See Patient Education.
Secondary cellulitis, lymphangitis, pyoderma, and even osteomyelitis can result from mycotic infections of the feet. These complications are seen more frequently in patients with conditions such as chronic edema, immunosuppression, and diabetes.
The type of tinea pedis infection and underlying conditions (eg, immunosuppression, diabetes) affect the prognosis; however, with appropriate treatment, the prognosis is generally good.
Patients should be educated that reinfection can occur if they are reexposed to dermatophytes.
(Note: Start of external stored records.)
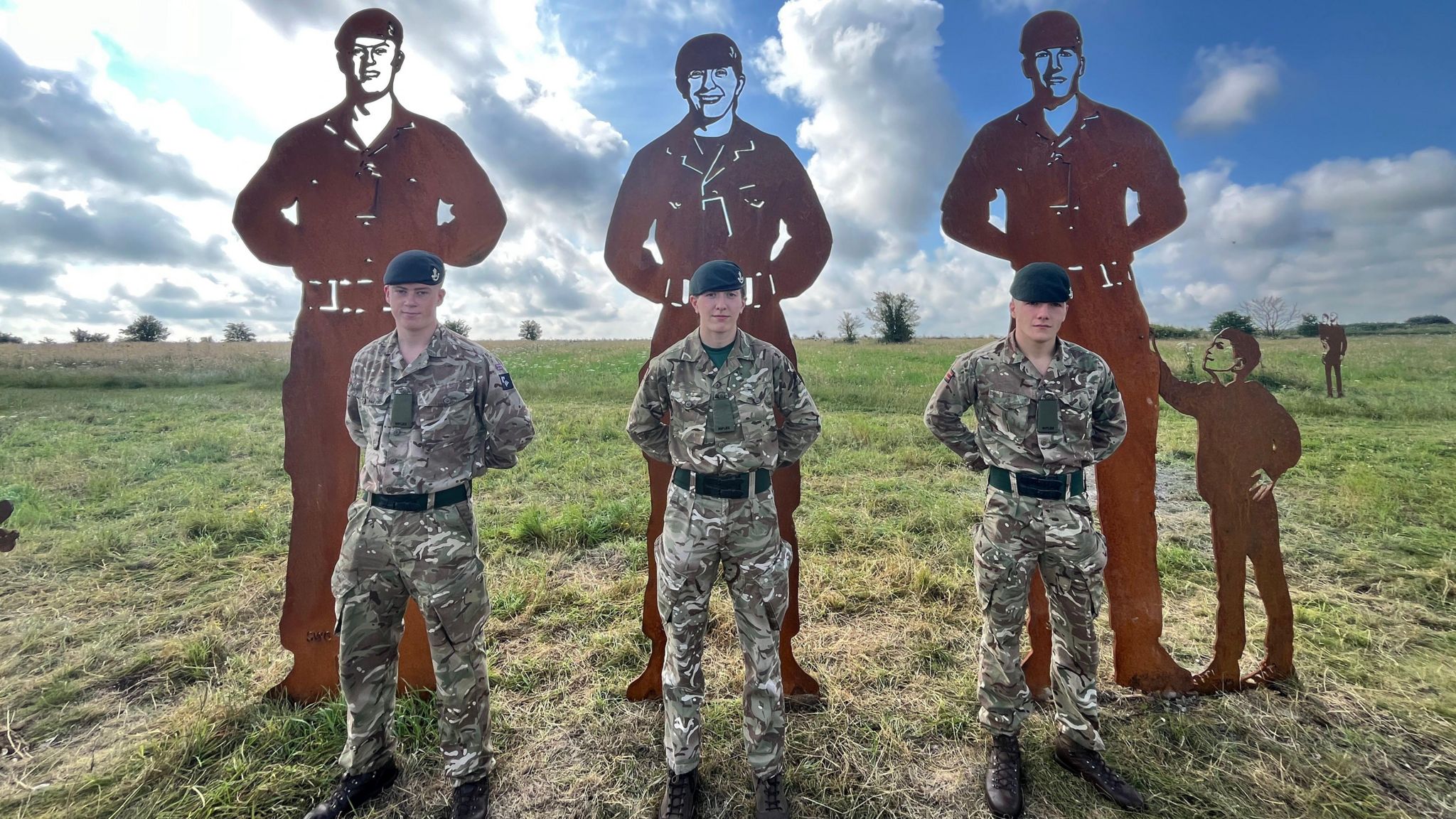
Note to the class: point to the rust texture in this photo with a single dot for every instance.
(715, 187)
(1332, 344)
(1247, 441)
(1065, 165)
(363, 183)
(8, 537)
Old shoes are often sources of reinfection and should be disposed of or treated with antifungal powders.
Patients should be cautioned to wear protective footwear at communal pools and baths and should attempt to keep their feet dry by limiting occlusive footwear. When occlusive footwear is worn, wearing cotton socks and adding a drying powder with antifungal action in the shoes may be helpful.
For excellent patient education resources, visit eMedicine's Foot Care Center. In addition, see eMedicine's patient education articles Athlete's Foot and Ringworm on Body.
Because tinea pedis is not associated with significant mortality or morbidity, the risk of medicolegal liability is slight. Secondary cellulitis, lymphangitis, and pyoderma can result from complications of mycotic infections of the feet, and practitioners must provide appropriate treatment in such cases.